初詣に行こう! その1
「よぉ、あけおめ。」
「どうも~、あけましておめでとうございます~。」
「あけましておめでとう。」
「あけましておめでとうございます。今年もよろしくお願いします。」
玄関先で挨拶をすませる私たち。
新年らしいやり取りにほっとする。
「あれ、□□ちゃん晴れ着着ようかな?って言ってたよね?結局普通の服にしたの?」
「そうなんですよ。麗香さんがダメってうるさくて…。」
お姉さまの方を軽く見やる。
「そうなの?どうして?」
「晴れ着を着た□□が可愛すぎるからだ。」
「あ~なるほどね~。」
「それで伝わるんですね…。」
一見支離滅裂とまでは行かずとも訳の解らない返答に見えるのだが。
「可愛すぎて、他の人に見せたくないってことでしょ?」
「うむ。ちなみに写真には収めたので、現像しようと思っている。」
「まだ諦めてなかったんですね…。」
あれほどダメだと念を押したはずなんだけど。
いっそのこと画像データごと没収せねばならなさそうだ。
「それで?晴れ着脱がせたの?麗ちゃん?」
ん?どういう意味だ?
「ロマンだと思うんだがなあ。ダメだって。」
「それは残念ねえ。」
「今度脱がすために着て貰おうかな。」
あ、これ、ちょっとやらしい話だ。
私はそれに触れず苦笑しながら二人を眺めている龍斗さんに話を振る。
「あの二人って、ああいうところあるんですね。」
「そうなんだよなぁ。女同士のそういう談義って、男が交じるわけにもいかねえし、居たたまれないんだよな。」
「私は龍斗さんの味方ですよ…。」
「龍斗、何うちの□□を口説いている?表に出ろ。」
「今表だろうがよ!」
お互いそうしてじゃれあいを終えたところで初詣に繰り出す。
「今日はどこに行くんですか?」
「去年までは麗ちゃんのために縁結びの神様にお参り行ってたんだけど…今年はどうしましょうかねえ。
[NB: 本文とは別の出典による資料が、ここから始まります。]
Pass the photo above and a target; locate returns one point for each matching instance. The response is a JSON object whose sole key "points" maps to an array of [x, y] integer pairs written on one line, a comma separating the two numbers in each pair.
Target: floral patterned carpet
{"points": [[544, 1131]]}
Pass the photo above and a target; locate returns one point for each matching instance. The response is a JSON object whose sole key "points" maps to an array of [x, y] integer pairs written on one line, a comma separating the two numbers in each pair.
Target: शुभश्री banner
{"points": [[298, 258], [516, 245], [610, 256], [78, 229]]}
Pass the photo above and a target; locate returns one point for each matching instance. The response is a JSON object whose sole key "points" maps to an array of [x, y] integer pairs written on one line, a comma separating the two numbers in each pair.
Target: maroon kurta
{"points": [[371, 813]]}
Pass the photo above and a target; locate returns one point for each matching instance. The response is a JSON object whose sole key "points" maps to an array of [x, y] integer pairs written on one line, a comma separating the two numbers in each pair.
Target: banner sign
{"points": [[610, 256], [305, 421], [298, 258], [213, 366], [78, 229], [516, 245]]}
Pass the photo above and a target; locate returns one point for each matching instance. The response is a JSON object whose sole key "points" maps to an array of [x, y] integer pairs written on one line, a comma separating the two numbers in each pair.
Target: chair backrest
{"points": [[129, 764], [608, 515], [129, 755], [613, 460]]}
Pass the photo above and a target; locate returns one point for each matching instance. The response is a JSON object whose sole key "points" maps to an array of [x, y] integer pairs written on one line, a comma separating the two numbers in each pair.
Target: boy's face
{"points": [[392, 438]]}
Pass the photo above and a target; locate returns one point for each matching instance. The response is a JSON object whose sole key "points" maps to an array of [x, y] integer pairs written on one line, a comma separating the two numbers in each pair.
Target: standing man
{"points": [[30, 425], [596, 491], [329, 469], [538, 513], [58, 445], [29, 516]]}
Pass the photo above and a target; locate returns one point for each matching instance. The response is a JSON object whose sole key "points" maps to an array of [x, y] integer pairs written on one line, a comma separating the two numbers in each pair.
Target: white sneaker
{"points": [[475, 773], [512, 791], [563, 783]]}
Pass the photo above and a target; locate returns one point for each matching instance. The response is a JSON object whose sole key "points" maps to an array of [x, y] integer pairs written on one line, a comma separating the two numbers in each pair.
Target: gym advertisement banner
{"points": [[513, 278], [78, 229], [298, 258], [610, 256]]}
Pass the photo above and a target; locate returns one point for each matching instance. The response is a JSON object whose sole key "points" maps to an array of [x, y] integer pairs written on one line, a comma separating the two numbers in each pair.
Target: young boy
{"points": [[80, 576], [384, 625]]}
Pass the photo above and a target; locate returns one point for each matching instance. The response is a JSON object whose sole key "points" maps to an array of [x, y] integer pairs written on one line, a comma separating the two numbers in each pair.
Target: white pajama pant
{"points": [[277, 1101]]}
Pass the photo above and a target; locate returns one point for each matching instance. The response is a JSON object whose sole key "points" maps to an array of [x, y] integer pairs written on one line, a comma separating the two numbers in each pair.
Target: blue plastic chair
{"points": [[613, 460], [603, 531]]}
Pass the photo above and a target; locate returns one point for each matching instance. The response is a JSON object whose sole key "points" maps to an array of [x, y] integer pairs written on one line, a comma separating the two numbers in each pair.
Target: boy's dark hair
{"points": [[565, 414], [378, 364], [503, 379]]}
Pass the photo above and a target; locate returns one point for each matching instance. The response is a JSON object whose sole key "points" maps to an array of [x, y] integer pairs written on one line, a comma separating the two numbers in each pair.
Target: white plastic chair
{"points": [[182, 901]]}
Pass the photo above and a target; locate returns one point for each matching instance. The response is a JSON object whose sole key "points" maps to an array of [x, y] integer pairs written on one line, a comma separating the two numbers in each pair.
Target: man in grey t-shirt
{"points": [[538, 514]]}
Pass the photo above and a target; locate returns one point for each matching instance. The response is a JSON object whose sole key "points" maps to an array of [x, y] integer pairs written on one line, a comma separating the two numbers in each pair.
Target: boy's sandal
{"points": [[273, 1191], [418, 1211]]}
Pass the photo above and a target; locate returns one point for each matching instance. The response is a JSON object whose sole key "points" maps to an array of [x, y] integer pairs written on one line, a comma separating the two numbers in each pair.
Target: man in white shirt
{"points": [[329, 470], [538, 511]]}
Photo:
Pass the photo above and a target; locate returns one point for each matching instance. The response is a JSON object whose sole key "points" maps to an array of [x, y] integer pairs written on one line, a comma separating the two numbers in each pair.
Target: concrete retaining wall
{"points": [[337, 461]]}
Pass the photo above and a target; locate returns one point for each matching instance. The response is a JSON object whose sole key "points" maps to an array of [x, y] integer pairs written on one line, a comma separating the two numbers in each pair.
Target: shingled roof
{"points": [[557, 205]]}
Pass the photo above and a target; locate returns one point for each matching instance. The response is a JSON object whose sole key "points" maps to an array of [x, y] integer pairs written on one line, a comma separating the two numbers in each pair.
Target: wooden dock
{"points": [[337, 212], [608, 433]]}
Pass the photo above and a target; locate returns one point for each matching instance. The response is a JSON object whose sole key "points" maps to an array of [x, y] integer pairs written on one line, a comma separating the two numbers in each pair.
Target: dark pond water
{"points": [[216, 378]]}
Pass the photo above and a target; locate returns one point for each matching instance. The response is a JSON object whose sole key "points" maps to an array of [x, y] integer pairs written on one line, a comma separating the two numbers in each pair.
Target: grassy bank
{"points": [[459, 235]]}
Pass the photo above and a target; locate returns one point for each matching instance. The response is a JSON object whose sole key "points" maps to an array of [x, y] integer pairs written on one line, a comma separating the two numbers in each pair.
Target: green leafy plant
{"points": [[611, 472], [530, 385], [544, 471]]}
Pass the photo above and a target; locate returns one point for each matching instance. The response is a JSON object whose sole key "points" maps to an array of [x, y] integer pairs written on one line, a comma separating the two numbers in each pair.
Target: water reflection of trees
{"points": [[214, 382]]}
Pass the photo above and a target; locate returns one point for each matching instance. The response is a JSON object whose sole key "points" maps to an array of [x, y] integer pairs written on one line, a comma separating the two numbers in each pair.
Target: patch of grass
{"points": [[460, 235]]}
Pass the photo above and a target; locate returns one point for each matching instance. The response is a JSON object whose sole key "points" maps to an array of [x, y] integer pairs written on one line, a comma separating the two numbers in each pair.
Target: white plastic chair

」
「何、あれは縁結びの神様だったのか?聞いてないぞ。」
「言ってないもの。」
「ま、効果はあったんじゃねえか?」
龍斗さんがちらりと横目でこちらを見る。
…まぁ、あったと言って欲しいですよねぇ。
「それはそうだ。こーんなに愛おしい恋人と結び合わせてくれたのだから。今回はそのお礼に行こうか。」
「構いませんよ。」
「別に縁結び以外に効果がねえわけでもねえしな。」
「私はもっと縁結びされたいけど~?」
「俺以外に乗り換える気かよ!?」
「解ってると思うけど、冗談よ。」
「たまにそう聞こえねえ時あんだよなあ。気をつけねえと…。」
「頑張りましょうね、龍斗さん?」
「何を□□といちゃついてるんだ、表に出ろ龍斗。」
「だから表だっての!」
軽快なやり取りをする元日の朝の空気は、とても澄み渡っていた。
◆ ◇ ◆ ◇
「たこ焼き…イカ焼き…大阪焼き…今川焼き…」
「□□ちゃん、麗ちゃんの手しっかり握ってなさいね?」
「これ、もしかして居なくなる奴です?」
「奴です。朝ご飯食べさせておいた?」
「食べさせたはずなんですがねぇ…。」
「空腹の時の奴はだいたいこんな感じだがなぁ。しかもいつの間にか居なくなる。」
「動きが野生の獣の様に機敏なのよね…。」
「お姉さまは野生の熊だと思ってます。」
「違いねえ。」
「ベアーパンチ!」
「ぐへぇ!?」
龍斗さんがわき腹に思いっきり蹴りを入れられてくの字に折れ曲がっている。
ベアーパンチ??
「てめえ、麗香!今日こそ容赦しねえぞ!」
「ああ、掛かってこい!」
お姉さまは私の手を振りほどき龍斗さんとつかみ合いを始める。
「…紫杏さん、あれ、どうしたらいいんですか?」
「気が済むまで放置。私たちは参拝に並びましょうか。」
「ええ、良いんですか…?」
「慣れないと、身が保たないわよー?たぶんそのうち力負けしてぺしゃんこになった龍ちゃんとピンピンしてたこ焼き持った麗ちゃんが追いつくから。」
「龍斗さんがなんか少し可哀想な…。」
「見た目通り丈夫だから大丈夫。そもそも煽る龍ちゃんにも責任あるしね。」
紫杏さんはこんなものへでもないといった顔で歩き始める。
少し気になるが、すでに龍斗さんが押されて120°くらいの角度になっているのを見て、そうかからなさそうだなと思い、私は紫杏さんを追いかけた。